Fırat’ın Gazabı Operasyonu’nun 4'üncü aşaması olarak, DAİŞ'in Medine’si diye bilinen Tabqa’ya başlatılan hamle bitme aşamasına geldi. Demokratik Suriye Güçleri (QSD) tarafından yürütülen operasyonda, bu güne kadar birçok mahalle ve yerleşim alanı özgürleştirilirken, savaşçıların şimdiki hedefi Tabqa (Fırat) Barajı. Barajın yarısını kontrol altına alan savaşçılar, operasyonlar kapsamında on binlerce sivili de DAİŞ’in elinden kurtardı. Her sokak, cadde ve mahallesinde DAİŞ korkusunun yaşandığı kentte, karanlık dolu günleri anlatan Tabqalı kadınlar, “Özgürlüğün kapısı aralandı” cümleleri ile sevinçlerini paylaştı.
KIZLARINI KORUDU
6 kızı olan 54 yaşındaki Fatima Abdullah, DAİŞ'in esareti altında yaşamanın zorluklarını anlattı. Her gün kızlarından birinin kaçırılacağı korkusu ile yaşadığını belirten Abdullah, çocuklarının çoğu zaman dışarı çıkmasını yasakladığını, kızlarını bir arada tutamadığını, onları akrabalarının yanına gönderdiğini söyledi. DAİŞ’in her şeylerine el koymaya çalıştığını belirten Abdullah, bu durumun savaş süreçlerinde yoğunlaştığını ifade etti.
‘QSD İLE SAVAŞMAYAN 17 GENCİ KURŞUNA DİZDİLER’

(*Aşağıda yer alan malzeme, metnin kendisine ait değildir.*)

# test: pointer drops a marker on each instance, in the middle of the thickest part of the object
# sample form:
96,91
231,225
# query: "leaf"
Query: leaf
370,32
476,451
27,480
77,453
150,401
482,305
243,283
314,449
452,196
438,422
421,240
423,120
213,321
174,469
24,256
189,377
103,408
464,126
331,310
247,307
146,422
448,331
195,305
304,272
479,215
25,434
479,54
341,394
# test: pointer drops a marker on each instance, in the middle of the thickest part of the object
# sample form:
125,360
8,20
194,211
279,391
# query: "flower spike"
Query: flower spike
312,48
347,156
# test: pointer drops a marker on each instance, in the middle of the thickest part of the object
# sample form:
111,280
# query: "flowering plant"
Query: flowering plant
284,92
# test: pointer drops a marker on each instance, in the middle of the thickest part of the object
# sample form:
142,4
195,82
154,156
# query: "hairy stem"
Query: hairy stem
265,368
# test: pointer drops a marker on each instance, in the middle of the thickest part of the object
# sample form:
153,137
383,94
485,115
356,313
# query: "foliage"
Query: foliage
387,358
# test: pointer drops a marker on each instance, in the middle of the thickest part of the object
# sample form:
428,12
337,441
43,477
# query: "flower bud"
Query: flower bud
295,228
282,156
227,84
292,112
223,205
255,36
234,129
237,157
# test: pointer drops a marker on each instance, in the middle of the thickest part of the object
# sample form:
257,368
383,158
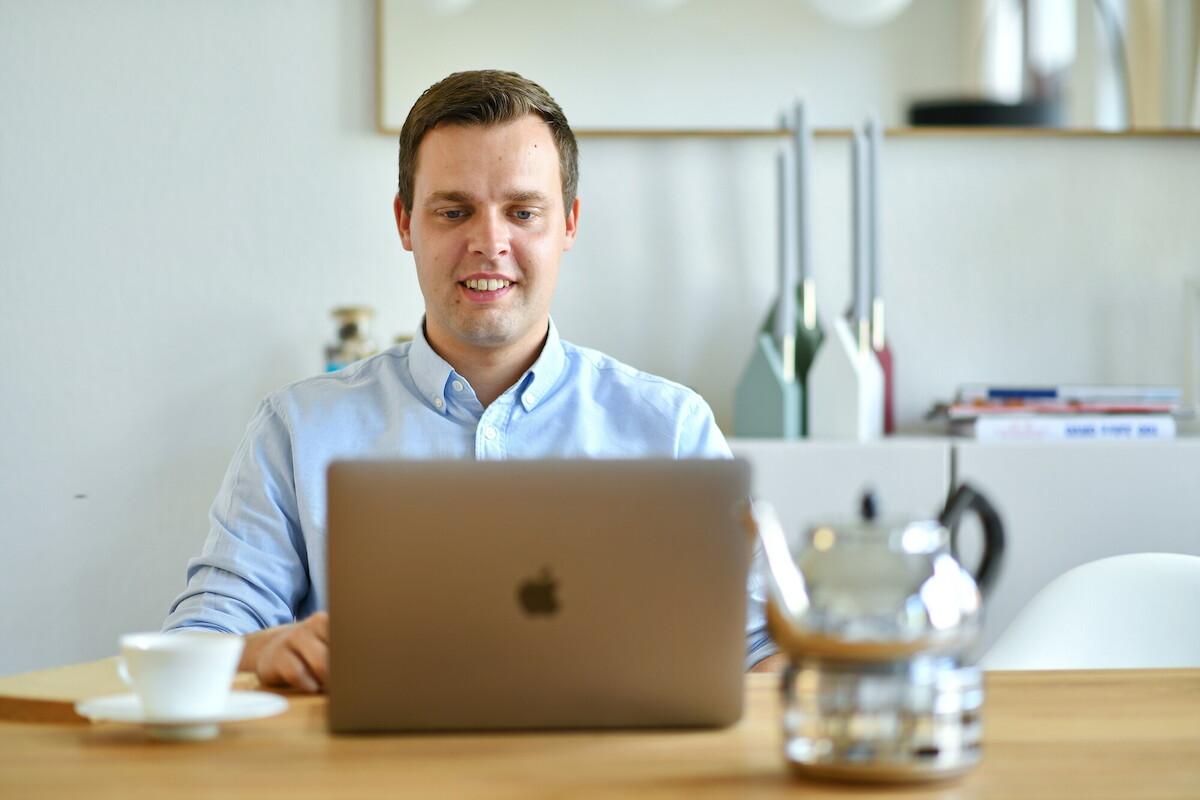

Eşini Halep’te yaşanan bir bombardıman sonucu kaybettiğini dile getiren Abdullah, “Yaptıkları ve uyguladıkları şeyleri bize dayandırıyorlardı. Bu şekilde kültürümüz asimile ediliyordu. Arap kültürü ya da İslam bu değildir. Kadına yaşamı yasaklayan bir anlayış, hiç kimseye bir şey veremez. Onlar neredeyse kültürümüzü yok edeceklerdi. Çocuklarımızı birer ölüm makinesine dönüştürmeye çalıştılar. Bunu kabul etmeyen gençler kentin en işlek yerlerinde ya kafaları kesiliyordu ya da çeşitli şekillerde infaz ediliyordu. En son kendilerine katılmadıkları için 17 genci kent merkezinde kurşuna dizdiler. Günlerce cenazeleri ortalıkta kaldı. Kimsenin yaklaşmasına izin vermediler. Bu gençlerin çoğu da QSD’ye karşı savaşmadıkları için öldürüldüler. Benim bir amcamın oğlu da onlara karşı çıktığı için şimdi ortalıkta yok. Yaklaşık 5 aydır hiçbir haber alamıyoruz” dedi.
'KORKU GÜNLERİ BİTTİ'
Aydınlık günler için bir fırsat yakaladıklarını dile getiren Abdullah, Tabqa halkının güne rahatça gözünü açtığını, bu durumu yeniden hissetmenin güzel bir duygu olduğunu belirtirken, “Özgürlüğün kapısı aralandı. Yeniden yaşama döndük. Zulüm ve korku günleri bitti” şeklinde konuştu.
'ARTIK ÖZGÜRÜZ'
İstemedikleri halde yaşam alanlarının işgal edildiğini belirten Emine Salih ise, DAİŞ'ten dolayı iki oğlunun ve eşinin kaçmak zorunda kaldığını belirtti. Sevinçten gözyaşlarına boğulan Salih, DAİŞ'ten çok acı çektiklerini ifade ederek, konuşmasına şöyle devam etti: “Çok zulüm gördük, çok acık çektik. Bunun sevinci ile çok bir şeyi söyleyemiyorum. Onlardan dolayı hem eşim hem de çocuklarım sürgün oldular. Yıllardır onları göremiyoruz. Buradan onlara sesleniyorum. Artık özgürüz. Çetelerden kurtulduk. Şimdi buradan size selam bile gönderiyoruz. Bir an önce gelin. Artık korkmayın. Biz de korkmuyoruz.”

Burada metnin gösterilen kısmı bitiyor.